Keep in mind the book also does provide card meanings; I suppose you can learn those, or at least study them and keep them handy. However, what I struggle with as a Tarot learner is the "what we can see" part of the author's process. As I've said before, four gold coins in a card with nothing else does not say much to me other than four coins unless you have some other knowledge to bring in. I am not against studying, but at least admit that it is needed. This is also why I prefer for now fully illustrated decks like RWS-based ones; you at least get an image to work from. Yet I do get an appreciate the idea of coming to a reading with an open mind and seeing the reading as you get it, without preconceptions.
On newer decks having the advantage of more reference books and other study materials:
"New decks from the twentieth century often based on symbolic language which can be learned from books or other written sources. For example, when Waite or Crowley designed their Tarot decks, they also published books explaining the significance of various symbols in the the cards. But the Tarot de Marseille evolved for many centuries in the hands of many people who left no written records about its meaning. Therefore, we don't have direct access to its original symbolic language. We have to figure it out for ourselves" (65).
The author does say there are sources we can use and consider to construct the TdM symbolic language. These include:
- Art works from the Middle Ages and Renaissance.
- Meanings of symbols from various spiritual and cultural traditions (colors, numbers, animal figures, etc.).
- Tarot interpretations of other authors.

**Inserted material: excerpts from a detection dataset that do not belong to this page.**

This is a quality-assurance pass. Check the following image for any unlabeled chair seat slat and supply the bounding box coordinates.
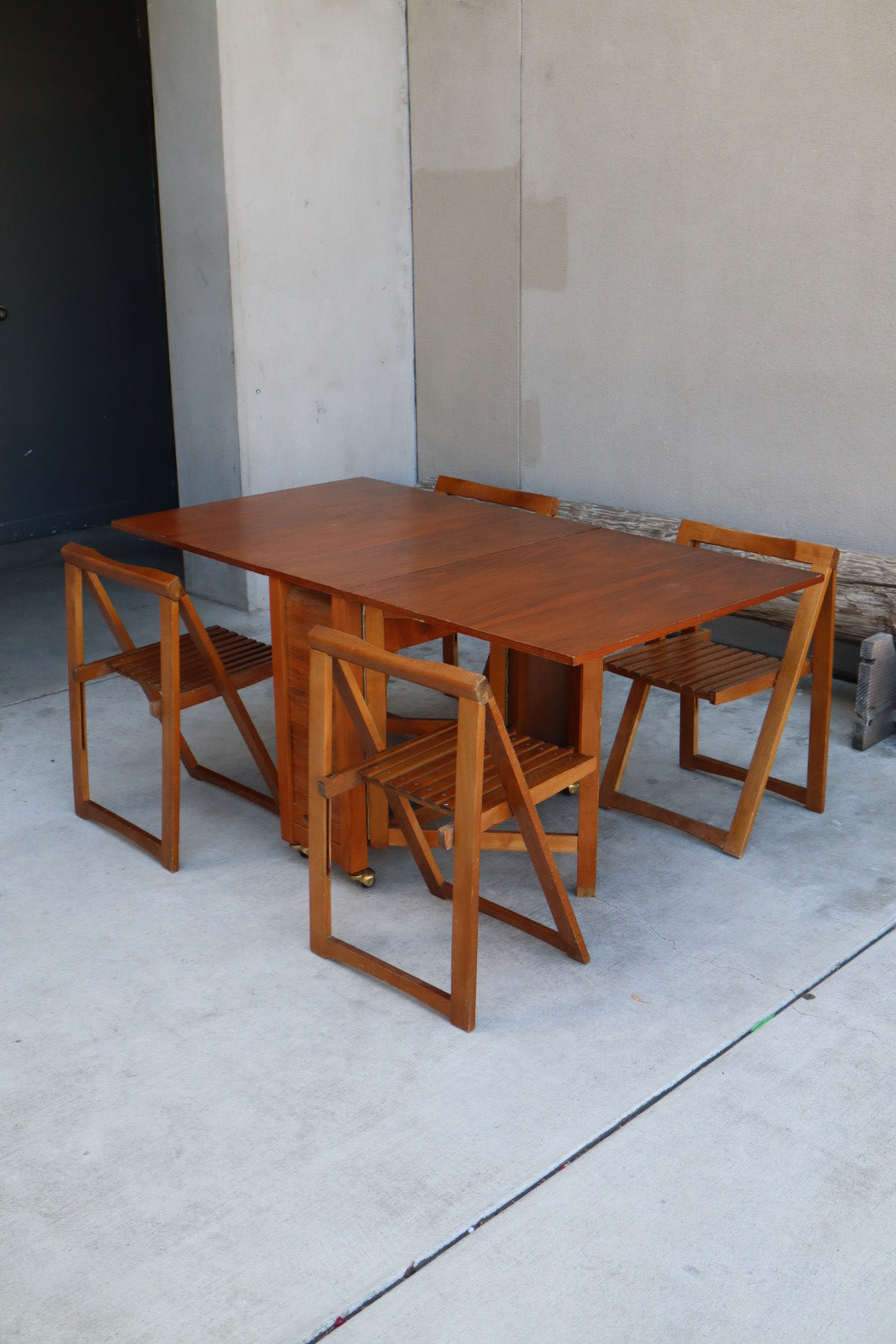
[607,635,781,699]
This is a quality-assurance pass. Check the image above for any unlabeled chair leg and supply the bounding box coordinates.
[66,564,90,817]
[308,649,334,957]
[679,691,700,770]
[158,598,180,872]
[364,606,388,850]
[601,677,650,808]
[723,585,825,859]
[486,703,597,962]
[575,659,603,898]
[806,572,837,811]
[450,700,485,1031]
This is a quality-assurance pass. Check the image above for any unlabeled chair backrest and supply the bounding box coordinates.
[61,542,187,664]
[436,475,560,518]
[675,518,840,574]
[308,625,494,704]
[61,542,231,699]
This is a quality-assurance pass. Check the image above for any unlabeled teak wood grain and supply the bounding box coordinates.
[601,519,838,859]
[114,479,821,894]
[308,626,597,1031]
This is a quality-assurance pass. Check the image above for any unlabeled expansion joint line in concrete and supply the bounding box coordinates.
[302,921,896,1344]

- Reader's intuition and feelings.
"In the Tarot de Marseille and in other traditional decks Justice is number 8 and The Force is number 11. But in new decks from the English school, The Force is 8 and Justice is 11" (94).
There is some history behind that, which the author goes over in the book.

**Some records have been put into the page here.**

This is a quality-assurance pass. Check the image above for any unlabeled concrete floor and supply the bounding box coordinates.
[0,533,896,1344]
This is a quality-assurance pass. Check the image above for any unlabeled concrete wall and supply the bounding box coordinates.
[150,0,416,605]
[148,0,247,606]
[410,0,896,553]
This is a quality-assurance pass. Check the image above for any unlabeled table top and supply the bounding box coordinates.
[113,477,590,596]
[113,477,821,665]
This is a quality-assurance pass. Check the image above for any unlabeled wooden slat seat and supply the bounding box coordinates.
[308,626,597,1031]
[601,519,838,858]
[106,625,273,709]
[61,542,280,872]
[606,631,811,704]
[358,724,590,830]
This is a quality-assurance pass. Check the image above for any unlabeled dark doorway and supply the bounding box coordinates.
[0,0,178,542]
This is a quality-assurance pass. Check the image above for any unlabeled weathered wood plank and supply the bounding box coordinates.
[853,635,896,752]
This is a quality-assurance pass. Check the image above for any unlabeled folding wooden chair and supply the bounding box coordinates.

At the end, the book includes a quick reference section for interpretations that can be useful for quick look-ups.
On a final side note, if I ever acquire another TdM, the one I want, really want, is Ciro Marchetti's new Tarot Decoratif that he recently announced as of this post. This deck seriously updates and brings TdM back to life while combining it with some RWS elements. As he describes it, it is a "contemporary homage to Tarot imagery of the past."